If that seems unlikely – it’s a back of the envelope calculation admittedly – pubs only need to keep closing at the projected rate to make it a reality.

Pubs, places associated with Britain like nothing else except perhaps The Queen, are in dire trouble.

The British Beer and Pub Association, the trade body whose members own half of the UK’s 47,000 boozers, says thousands of pubs will close rapidly unless the government does something to ease their energy bills.

The sector employs 940,000 people, it notes.

Last week, a poll by pub industry magazine the Morning Advertiser, revealed that many publicans fear an “extinction-level event” this winter due to soaring costs.

Some say they could only make a profit on a pint if they sold it for £14.

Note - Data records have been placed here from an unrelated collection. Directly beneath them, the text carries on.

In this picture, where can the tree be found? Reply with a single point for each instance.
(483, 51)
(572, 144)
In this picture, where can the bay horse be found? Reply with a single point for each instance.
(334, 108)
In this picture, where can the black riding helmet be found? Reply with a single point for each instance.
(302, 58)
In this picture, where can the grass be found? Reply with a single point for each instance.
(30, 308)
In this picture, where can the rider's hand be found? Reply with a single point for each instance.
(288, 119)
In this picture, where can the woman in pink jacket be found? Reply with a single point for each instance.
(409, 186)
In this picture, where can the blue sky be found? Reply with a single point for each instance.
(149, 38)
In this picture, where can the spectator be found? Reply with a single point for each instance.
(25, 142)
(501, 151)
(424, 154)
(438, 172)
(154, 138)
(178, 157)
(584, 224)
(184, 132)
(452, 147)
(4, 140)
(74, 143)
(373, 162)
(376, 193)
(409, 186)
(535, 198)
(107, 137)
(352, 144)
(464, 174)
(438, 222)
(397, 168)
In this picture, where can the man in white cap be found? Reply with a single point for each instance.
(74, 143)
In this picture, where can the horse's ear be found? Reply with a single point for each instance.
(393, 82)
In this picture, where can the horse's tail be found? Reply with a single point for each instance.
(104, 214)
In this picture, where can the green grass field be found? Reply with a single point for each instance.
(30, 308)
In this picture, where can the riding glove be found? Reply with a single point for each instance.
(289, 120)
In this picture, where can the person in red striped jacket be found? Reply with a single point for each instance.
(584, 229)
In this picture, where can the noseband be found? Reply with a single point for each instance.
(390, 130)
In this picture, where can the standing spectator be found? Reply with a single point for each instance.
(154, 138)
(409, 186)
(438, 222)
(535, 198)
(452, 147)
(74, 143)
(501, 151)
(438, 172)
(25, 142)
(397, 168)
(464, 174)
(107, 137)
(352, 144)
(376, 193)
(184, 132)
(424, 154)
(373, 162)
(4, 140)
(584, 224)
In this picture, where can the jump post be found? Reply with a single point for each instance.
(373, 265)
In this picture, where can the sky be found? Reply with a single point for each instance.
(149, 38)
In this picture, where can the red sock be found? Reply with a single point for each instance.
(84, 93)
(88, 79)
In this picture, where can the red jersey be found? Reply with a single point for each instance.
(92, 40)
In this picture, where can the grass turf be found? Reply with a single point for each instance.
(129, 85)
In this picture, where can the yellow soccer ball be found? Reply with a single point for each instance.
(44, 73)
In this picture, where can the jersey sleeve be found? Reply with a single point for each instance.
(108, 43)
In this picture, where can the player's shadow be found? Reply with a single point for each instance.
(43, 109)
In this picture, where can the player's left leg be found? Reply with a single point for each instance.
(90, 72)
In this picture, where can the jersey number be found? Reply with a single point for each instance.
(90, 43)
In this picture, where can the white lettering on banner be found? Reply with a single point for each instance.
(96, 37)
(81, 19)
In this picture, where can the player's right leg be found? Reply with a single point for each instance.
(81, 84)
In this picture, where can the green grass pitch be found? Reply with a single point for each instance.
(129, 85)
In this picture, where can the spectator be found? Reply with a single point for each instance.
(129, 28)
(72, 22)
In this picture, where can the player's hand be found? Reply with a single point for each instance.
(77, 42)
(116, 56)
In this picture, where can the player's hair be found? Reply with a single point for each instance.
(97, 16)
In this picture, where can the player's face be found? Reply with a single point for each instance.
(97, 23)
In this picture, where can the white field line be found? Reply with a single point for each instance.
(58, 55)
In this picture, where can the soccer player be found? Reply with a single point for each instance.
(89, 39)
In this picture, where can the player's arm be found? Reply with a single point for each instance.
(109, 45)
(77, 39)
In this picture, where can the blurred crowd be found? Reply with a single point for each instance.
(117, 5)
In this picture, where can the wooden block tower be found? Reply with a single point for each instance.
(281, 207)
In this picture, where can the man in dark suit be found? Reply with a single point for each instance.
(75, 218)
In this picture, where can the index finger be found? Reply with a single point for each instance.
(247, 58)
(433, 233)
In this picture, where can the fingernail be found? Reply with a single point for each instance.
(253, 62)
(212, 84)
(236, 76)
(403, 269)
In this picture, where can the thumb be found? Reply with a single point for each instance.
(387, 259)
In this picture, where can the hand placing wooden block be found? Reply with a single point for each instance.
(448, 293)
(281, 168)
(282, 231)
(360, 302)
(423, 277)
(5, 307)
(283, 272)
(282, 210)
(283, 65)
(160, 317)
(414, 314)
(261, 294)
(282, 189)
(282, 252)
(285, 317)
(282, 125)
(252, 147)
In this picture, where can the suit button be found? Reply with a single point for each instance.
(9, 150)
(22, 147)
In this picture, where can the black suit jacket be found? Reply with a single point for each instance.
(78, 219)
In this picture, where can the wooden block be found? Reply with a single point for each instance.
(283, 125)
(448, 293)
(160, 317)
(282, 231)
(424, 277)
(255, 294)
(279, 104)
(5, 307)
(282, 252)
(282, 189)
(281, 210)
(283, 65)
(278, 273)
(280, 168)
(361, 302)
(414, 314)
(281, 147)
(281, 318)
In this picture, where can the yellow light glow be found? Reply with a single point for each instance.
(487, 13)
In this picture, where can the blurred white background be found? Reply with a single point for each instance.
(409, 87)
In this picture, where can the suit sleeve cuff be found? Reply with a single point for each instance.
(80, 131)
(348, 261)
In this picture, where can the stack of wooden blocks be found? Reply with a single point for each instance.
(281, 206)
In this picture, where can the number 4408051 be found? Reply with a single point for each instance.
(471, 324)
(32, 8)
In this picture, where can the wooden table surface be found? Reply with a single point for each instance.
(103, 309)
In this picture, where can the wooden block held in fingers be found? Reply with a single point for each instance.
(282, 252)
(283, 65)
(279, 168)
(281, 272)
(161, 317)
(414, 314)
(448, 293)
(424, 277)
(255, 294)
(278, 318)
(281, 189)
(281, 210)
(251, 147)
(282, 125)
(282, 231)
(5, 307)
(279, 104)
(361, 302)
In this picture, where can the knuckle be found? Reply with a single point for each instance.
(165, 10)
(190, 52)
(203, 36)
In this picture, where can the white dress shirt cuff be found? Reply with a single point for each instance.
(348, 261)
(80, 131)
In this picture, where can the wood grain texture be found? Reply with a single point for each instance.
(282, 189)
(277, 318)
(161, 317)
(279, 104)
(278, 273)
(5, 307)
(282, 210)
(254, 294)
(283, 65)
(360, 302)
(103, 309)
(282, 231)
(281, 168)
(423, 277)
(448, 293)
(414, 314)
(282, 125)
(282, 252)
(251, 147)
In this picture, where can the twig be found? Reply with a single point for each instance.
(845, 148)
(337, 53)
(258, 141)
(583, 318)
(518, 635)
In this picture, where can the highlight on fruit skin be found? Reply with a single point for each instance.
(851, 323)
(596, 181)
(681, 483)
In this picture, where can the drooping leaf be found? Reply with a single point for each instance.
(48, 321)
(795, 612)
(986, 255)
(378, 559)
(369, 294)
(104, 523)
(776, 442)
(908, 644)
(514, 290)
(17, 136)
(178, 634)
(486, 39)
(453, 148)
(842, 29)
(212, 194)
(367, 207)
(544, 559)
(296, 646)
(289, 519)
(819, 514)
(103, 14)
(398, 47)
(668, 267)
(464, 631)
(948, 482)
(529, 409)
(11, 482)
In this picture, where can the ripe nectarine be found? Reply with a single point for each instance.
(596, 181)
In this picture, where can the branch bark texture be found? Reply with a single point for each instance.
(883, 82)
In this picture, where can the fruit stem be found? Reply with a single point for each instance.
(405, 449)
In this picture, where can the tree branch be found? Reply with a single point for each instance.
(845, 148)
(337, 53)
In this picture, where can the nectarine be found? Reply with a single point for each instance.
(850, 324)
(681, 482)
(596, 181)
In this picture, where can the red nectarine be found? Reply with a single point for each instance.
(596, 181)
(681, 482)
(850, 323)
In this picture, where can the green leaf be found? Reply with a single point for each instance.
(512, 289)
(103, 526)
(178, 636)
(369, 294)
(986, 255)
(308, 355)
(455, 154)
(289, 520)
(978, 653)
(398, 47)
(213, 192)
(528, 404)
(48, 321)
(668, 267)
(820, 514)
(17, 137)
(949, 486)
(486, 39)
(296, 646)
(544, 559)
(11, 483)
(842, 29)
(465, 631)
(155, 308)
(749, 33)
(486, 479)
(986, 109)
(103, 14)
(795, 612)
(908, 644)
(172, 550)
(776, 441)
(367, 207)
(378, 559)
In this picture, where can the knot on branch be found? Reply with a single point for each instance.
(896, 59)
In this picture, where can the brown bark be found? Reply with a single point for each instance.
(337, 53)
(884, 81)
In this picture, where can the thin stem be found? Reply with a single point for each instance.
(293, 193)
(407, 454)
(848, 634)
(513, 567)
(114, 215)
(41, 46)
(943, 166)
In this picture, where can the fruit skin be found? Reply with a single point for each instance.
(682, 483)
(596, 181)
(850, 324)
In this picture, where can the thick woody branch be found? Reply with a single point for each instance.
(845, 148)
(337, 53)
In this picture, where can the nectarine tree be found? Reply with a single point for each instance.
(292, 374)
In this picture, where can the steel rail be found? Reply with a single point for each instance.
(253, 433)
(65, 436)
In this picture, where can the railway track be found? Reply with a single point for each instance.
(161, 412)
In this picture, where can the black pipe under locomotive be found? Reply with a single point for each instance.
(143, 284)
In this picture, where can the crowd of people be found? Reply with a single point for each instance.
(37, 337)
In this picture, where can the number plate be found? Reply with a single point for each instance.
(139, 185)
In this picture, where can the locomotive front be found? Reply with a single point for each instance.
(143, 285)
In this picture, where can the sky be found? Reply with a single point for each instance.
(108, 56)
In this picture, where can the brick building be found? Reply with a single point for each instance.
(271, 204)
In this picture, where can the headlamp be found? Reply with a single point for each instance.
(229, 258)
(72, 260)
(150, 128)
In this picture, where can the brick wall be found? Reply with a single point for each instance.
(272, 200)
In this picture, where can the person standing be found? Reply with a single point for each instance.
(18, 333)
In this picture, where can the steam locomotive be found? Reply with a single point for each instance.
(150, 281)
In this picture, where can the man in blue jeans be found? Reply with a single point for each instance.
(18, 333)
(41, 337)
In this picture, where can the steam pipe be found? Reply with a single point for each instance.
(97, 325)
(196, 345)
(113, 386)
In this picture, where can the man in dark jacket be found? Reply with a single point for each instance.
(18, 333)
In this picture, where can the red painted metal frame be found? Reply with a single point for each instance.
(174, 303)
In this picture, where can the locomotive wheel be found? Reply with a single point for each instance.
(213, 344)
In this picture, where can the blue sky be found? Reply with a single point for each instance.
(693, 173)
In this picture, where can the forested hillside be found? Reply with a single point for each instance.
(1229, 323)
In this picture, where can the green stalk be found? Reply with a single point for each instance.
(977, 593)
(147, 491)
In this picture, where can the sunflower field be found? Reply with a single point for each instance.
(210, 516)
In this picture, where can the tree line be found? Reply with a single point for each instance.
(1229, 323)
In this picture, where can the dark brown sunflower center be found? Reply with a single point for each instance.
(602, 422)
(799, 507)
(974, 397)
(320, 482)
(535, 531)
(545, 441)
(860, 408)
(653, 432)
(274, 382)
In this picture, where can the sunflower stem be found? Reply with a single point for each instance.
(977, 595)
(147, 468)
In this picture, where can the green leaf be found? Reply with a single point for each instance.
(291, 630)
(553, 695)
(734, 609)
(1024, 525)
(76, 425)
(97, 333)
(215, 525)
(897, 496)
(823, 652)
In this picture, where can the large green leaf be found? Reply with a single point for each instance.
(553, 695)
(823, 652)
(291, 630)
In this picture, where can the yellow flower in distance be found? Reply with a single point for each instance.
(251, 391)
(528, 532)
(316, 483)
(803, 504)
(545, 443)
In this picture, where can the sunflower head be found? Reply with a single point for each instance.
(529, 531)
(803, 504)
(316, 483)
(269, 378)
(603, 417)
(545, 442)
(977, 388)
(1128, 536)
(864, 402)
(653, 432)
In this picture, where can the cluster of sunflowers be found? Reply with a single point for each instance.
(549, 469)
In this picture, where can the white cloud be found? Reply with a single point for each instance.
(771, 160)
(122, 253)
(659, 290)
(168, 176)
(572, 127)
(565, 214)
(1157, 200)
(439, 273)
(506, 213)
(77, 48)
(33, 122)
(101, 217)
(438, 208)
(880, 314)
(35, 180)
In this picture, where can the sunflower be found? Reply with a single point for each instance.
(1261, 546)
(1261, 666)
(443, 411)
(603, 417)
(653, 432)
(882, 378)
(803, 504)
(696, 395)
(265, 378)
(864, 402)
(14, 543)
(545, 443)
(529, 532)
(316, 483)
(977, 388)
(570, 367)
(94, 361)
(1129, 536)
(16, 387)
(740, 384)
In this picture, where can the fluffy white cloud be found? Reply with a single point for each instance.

Pubs were alread closing apace, due to a mixture of Covid, energy bills, staff costs and cheap supermarket booze.

Between 2019 and 2020 pub numbers fell by 13,600, or 22%. There was another 15% fall in 2021, according to ONS figures.

As if things weren’t hard enough, George Orwell’s favourite pub has the same problems as everyone else and some more.

Orwell had a very specific idea of what a good pub should be. He wrote about it in a famous essay praising a boozer called The Moon Under Water – later adopted by JD Wetherspoon’s as the name of several of its pubs, notably the one on Leicester Square.

The model for Orwell’s pub is actually called The Compton Arms, a pub off a side-street in Islington near Highbury Corner. You wouldn’t say it is that hard to find, but the first time you stumble upon it accidentally is still a treat.

Four people who live nearby have complained to Islington Council that the pub is a nuisance, citing noise and rubbish.

On social media, the pub says that the allegations are “infuriating and frustrating" after the "extreme lengths" managers had gone to in order to work with neighbours and operate the pub considerately.

"Post Covid periods have seen a lot of pubs go through similar situations," it said. "A minority get used to the quiet then decide the pub that’s been there since the 1800s, that is an asset of community value, is now a nuisance.”

Islington Council says, in a sober statement: “A review process of the licence for Compton Arms has been invoked by residents, and the case will be heard by an Islington Council licensing sub-committee. This is expected to take place during the week commencing Monday, 19 September. As the case is under review, the council is unable to comment any further at this stage.”

Asked who is on the sub-committee, if the hearing is public and when a decision might be made, the press office is obstructive, which doesn’t bode well.

It does rather seem as if a small group of agitators, people who we can guess don’t go to pubs much, might be able to force the demise of a place thousands of people know and like.

I asked Tim Martin, the founder and chairman of Wetherspoon’s what he made of it and wasn’t surprised to hear he knows the pub well.

“The Compton was my regular haunt when I first came to London in 1978, 18 months before starting Wetherspoon. Groovy pub, great atmosphere . Still remember some of the top-class graffiti in the loos to this day,” he says.

Edward Piller, a local DJ, writer and Mod entrepreneur, is one who is angry.

He said: “This pub has been around 200 years and the four residents who are trying to close it down are unreasonable. The pub needs support.”

His letter to the council and to local MP Jeremy Corbyn goes like this: “We have lost three pubs within 300 yards of my house recently but none of them have the literary and cultural importance of The Compton Arms. I genuinely feel that a pub which has been in place for well over 200 years should be protected from entitled incomers who are more interested in house prices than our community. Please protect this wonderful venue. Just think, what would George Orwell do?”

If you phone the Compton Arms, you get this: “The mailbox is full, you cannot leave a message”. At least that suggests they are busy serving customers. For now, anyway.